A tan solo una hora desde Vitoria, en el extremo noroeste de Burgos, exactamente en Valle de Losa y en una peña caliza, hay un lugar poco conocido que domina el paisaje con cierto misticismo. Además, durante siglos, ha sido un sitio de paso para peregrinos y amantes de la historia a partes iguales.
De hecho, es un enclave rodeado de leyendas, según las cuáles, guardaría cierta relación con el Santo Grial, el histórico cáliz. Dada su importancia en el pasado, la revista ‘National Geographic’ ha dedicado un artículo digital a este punto de Castilla y Léon, desgranando sus secretos.
Lugar histórico con vistas privilegiadas
El sitio al que hace mención esta publicación es la ermita del Valle de Losa, en Burgos. Para llegar a este destino, hay que seguir un trayecto que empieza en el caserío de San Pantaleón de Losa, varias casas protegidas por la sombra de la peña.

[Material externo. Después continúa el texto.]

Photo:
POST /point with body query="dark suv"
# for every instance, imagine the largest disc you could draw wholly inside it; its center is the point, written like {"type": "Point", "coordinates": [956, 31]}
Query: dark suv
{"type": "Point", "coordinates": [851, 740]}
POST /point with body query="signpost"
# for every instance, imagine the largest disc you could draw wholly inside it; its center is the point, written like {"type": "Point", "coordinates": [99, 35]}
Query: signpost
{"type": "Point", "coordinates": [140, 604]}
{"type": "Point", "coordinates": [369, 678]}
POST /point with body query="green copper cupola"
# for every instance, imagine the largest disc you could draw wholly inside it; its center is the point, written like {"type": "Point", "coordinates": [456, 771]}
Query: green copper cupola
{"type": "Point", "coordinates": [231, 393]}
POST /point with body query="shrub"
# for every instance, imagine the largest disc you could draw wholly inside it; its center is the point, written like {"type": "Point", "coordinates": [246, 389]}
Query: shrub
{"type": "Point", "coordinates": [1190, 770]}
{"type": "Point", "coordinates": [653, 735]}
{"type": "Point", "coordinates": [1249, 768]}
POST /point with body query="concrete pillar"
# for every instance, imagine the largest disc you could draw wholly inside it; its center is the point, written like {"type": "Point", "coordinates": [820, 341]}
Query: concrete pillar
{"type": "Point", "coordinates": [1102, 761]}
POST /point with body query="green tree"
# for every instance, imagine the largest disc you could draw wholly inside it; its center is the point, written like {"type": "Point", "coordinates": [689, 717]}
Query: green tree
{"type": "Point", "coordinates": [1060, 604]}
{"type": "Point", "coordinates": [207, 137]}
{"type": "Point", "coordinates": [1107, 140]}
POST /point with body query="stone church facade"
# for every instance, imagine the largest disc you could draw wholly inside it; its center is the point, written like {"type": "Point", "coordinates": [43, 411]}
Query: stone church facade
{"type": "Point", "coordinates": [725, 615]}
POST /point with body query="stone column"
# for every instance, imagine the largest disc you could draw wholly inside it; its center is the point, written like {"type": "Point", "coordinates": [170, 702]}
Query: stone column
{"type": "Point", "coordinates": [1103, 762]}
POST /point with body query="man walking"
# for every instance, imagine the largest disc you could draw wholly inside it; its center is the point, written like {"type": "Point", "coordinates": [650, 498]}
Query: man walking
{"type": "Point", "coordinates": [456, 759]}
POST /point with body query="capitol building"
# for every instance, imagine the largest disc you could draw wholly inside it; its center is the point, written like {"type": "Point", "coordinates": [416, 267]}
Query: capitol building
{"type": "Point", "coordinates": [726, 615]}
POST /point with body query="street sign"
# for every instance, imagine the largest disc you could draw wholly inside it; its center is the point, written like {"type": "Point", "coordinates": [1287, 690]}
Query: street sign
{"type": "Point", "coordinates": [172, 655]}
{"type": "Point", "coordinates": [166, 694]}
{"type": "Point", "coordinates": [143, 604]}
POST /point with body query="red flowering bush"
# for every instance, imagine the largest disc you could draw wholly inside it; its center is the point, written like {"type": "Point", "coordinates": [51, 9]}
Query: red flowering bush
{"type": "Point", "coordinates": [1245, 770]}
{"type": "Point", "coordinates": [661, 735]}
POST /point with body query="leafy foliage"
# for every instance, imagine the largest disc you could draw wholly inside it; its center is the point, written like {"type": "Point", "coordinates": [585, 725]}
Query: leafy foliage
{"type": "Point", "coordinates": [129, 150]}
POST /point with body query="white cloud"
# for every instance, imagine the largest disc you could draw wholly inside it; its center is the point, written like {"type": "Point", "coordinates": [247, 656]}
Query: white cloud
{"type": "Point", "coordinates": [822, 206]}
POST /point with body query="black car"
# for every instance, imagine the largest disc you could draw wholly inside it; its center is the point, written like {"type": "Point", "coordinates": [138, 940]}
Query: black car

Desde allí, comienza un camino pedregoso que va elevándose poco a poco, hasta que el valle se abre a los ojos del visitante. Después de unos minutos, se puede ver la entrada del templo, junto con una panorámica espectacular de todo el valle.
Una ermita románica llena de enigmas
La ermita de San Pantaleón de Losa, de estilo románico, se consagró en 1207, tal y como apunta el muro del edificio. Su fachada tiene más de diez metros de altura y su ábside apenas dos, debido al desnivel de la roca sobre la que se erige y que lo convierte en único.
A lo largo de la historia, en el siglo XVI, se llevó a cabo una reforma que dio paso a una planta en forma de L que lo hizo más especial aún. No obstante, lo que más curioso resulta son las arquivoltas decoradas que tiene en la puerta, donde se encuentran varias esculturas religiosas perfectamente talladas.
Reliquias, peregrinos y la sombra del Grial
Durante su historia, el templo guardó una ampolla de cristal sellada que, según las leyendas, se trataba de sangre de San Pantaleón. Cada 27 de julio, el líquido se volvía milagrosamente fluido, algo que llamó la atención de muchos peregrinos que acudían a contemplarlo.
Por si fuera poco, la ermita formaba parte de la Orden de San Juan de Jerusalén, los Hospitalarios, quienes se decía que custodiaban reliquias sagradas. Esto ha animado a expertos a vincular este lugar con la tradición del Santo Grial, uno de los objetos más misteriosos de todos los tiempos.
A pesar de que no hay pruebas firmes, también se afirma que a unos kilómetros, el pueblo de Criales podría tener algo que ver con este objeto debido a su nombre. De acuerdo con el mito, la sangre del mártir se parecería a la sangre de Cristo que el cáliz sagrado tendría.
¿Cómo llegar desde Vitoria?
La mejor forma de llegar a Valle de Losa desde Vitoria es hacerlo en coche, en un trayecto que comienza tomando la carretera N-622 en dirección a Bilbao. Más tarde, se recomienda seguir por la carretera que une con la CL-625 hacia Valle de Losa. El viaje dura, aproximadamente, una hora, aunque todo dependerá del tráfico en la vía.